Bones, without calling embarrassing names, recites a case in point. Called as a witness before a grand jury recently, he recognized in the judge a pioneer cattleman.
“Bones, do you know anyone who has stolen cattle”—the judge caught the glint of memory in the piercing black eyes and hastily added-“now?” And Bones, whose lips had been forming the question, “What time are you talking about, Judge?” could honestly answer, “No”.
Both of them were recalling a certain day in the past when the judge, then a young man just starting out in the cattle business, and a young Negro cowboy drove a fine young male calf from the pastures of the Capitol Syndicate (XIT Ranch) to the white man's ranch.

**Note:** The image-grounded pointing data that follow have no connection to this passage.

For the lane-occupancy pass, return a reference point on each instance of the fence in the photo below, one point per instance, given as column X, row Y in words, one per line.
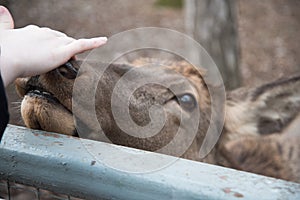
column 61, row 164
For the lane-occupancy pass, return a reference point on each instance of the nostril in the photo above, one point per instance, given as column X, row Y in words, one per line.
column 67, row 71
column 121, row 69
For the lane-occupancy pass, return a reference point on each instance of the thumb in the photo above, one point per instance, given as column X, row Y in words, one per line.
column 6, row 20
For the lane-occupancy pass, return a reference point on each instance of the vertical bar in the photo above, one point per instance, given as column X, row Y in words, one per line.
column 8, row 189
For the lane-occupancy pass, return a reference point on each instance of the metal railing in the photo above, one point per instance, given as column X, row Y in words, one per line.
column 62, row 164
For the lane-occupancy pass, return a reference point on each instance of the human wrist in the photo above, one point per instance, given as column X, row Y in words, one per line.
column 7, row 72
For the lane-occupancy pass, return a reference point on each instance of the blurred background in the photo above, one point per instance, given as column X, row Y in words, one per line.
column 252, row 42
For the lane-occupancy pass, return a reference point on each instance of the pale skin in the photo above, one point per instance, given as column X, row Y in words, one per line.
column 33, row 50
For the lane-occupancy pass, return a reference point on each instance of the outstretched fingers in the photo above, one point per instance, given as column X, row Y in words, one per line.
column 6, row 20
column 81, row 45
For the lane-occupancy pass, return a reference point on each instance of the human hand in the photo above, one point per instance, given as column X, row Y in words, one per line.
column 33, row 50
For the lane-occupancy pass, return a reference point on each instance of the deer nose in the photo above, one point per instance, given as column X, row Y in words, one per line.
column 121, row 69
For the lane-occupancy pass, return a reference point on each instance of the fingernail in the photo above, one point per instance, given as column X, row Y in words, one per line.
column 104, row 39
column 2, row 9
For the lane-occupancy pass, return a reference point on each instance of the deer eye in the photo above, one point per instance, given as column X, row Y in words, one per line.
column 67, row 70
column 187, row 101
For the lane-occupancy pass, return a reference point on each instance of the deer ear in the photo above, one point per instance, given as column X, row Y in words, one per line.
column 264, row 110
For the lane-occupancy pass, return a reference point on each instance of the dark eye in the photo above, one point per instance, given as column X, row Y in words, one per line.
column 187, row 101
column 67, row 70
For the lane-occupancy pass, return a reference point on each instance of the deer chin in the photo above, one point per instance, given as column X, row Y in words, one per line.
column 41, row 110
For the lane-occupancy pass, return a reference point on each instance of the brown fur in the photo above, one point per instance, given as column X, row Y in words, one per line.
column 259, row 134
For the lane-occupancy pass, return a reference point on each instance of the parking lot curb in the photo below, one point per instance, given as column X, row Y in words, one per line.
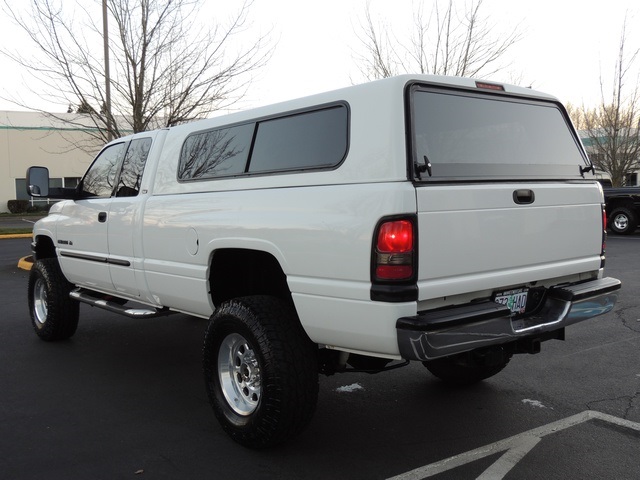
column 25, row 263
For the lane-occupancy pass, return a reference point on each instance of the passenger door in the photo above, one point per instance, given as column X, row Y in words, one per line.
column 82, row 239
column 125, row 220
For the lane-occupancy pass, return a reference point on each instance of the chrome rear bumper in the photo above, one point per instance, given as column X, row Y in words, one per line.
column 439, row 333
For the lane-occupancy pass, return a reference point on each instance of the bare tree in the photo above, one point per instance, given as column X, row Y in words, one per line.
column 168, row 67
column 613, row 127
column 444, row 42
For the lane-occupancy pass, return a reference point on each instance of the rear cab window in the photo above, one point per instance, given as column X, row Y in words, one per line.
column 307, row 140
column 460, row 135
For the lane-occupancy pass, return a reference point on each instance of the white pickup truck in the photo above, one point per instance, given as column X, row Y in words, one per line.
column 445, row 220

The embryo cattleman could not afford to buy a good bull—Bones said “surly”; he would not use the word “bull” before a lady interviewer—which he needed for breeding purposes. He went to the Negro cowboy, who was working an the XIT at the time, and asked him if he knew where he could get one. Bones looked over the range and, seeing no one near, selected a fine-looking calf, which they drove toward the home ranch of the judge-to-be. Coming upon a still better animal, Bones exchanged the tired calf for the other, and proceeded an his way.
The young rancher tied up the calf until it was weaned to keep it from getting back with the mother cow. “It took about four days to wean a calf,” said Bones. “After that time he would go down to the water hole and drink and then mosey out on the range and eating grass and forget all about him mamma”.